I thought he was dead. A few years ago I saw an obituary of a Dennis P. McCann of Chicago, and I thought it was him, because I couldn't get to read the whole thing so no clues for identification. I wonder how he views the changes in Turkey (Political/Religious) more recently. He had posted some great photo essays of sights in Turkey. Next time you contact his wife, please ask her to tell him Buzz of the Orient sends his regards and hopes he has a fast and complete recovery.

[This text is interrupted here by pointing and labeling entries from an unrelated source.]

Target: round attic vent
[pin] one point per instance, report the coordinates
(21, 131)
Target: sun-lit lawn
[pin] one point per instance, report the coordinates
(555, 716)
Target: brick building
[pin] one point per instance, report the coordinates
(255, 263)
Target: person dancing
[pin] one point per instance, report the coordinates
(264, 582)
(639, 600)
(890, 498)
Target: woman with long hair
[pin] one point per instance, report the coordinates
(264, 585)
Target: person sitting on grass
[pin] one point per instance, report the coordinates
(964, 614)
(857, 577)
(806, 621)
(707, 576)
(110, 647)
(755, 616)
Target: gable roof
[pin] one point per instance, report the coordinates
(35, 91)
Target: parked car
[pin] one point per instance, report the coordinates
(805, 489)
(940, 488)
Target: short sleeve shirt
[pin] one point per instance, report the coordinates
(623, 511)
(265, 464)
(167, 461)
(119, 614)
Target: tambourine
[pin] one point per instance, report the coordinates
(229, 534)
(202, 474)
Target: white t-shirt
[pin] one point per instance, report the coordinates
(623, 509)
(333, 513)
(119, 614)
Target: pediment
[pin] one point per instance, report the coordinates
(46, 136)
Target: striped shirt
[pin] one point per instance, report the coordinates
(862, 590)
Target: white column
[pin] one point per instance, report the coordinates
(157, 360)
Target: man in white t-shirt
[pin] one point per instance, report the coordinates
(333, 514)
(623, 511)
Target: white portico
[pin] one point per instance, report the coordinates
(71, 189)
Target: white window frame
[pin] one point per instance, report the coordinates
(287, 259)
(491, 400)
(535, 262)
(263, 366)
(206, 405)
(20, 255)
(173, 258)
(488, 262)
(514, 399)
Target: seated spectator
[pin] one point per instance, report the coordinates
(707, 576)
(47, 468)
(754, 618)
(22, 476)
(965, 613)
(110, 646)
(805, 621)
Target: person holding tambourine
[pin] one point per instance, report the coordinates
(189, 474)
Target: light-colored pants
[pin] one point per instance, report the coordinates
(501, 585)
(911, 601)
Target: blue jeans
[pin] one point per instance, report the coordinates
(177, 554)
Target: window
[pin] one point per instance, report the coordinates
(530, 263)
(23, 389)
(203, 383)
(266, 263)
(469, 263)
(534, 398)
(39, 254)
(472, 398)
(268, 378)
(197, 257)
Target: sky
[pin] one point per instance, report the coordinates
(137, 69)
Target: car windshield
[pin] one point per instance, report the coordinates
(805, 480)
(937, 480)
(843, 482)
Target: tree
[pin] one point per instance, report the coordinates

Oh no! I know he has had some problems, but I hoped he was feeling better! Such a sweetheart he is! Please keep me posted if you hear anything!
Sorry to hear of Dennis McCann's heart surgery! Hope he is recovering well!
Please, next time you see him, give him my love! I love Dennis Tressa, in fact, the whole family does!
I went over to Newsvine to leave a comment on that one story, then looked into my history. Look what I found, Dowser:
We had so much fun at the VineMeet! I remember that picture of the 2 of you-- in fact, it's on my computer! YAY!!!
Being avid boxing fan this is another of my ''most exciting moments''....1957 Sugar Ray Robinson at 37 years old in a rematch with Gene Fulmer who he had lost his middleweight title to 4 months earlier.
The Sugar mans' perfect left hook and Fulmer was KO'd.
Ohhhh He knew how to box. My father me a little, and I was able to transfer some of that into a good wrestling record.
The Brown Bomber was our favorite, Gotta go back to the 30s for that.
Ohhhh He knew how to box. My father me a little, and I was able to transfer some of that into a good wrestling record.
The Brown Bomber was our favorite, Gotta go back to the 30s for that.
Actually I have 2 that are tied.
1. I am heavy into motor sports. In fact, I am associated with 4 ANDRA National Pro Stock Championships and 2 Australian APBA flying kilo world records. My most exciting moment in motor sports was when Bill Elliott blistered the field in the 1985 Daytona 500. A lot of rules were thrown against the Fords as a result of his success in 85. Later on I got insight on how they had such speed. It had to do with a fella named Larry Widmer, the "Old One".
2. This is actually a downer for me, but was so friggen exciting at the time. Although I live in the D.C. area I have always been a Cowboys fan since I was a little kid (I am 61 now). IIRC it was a Monday night football game between the Cowboys and Redskins. If it was not last play of the game, it was still the last chance for the Cowboys to take the lead before game ended.
Walt Garrison made a fake block, drifted out in front of the guard caught the ball from Staubach at the 1 and Kenny Houston stopped him cold in his tracks.
My heart was pounding.
To be honest, of all those professional things I have been involved with, I am more happy from the results of a good "mate" Perth, Australia with his street car. DOT exhaust, DOT tires, pump fuel from the petrol station down the street, 4,000 lbs.
He drives to the track, not fiddling around, runs 9.90s at 135 mph and drives home. We are stepping it up.
Here is a vid of one of his runs:
Brad had the white '67 XT Falcon dusting a Morano in a heads up run.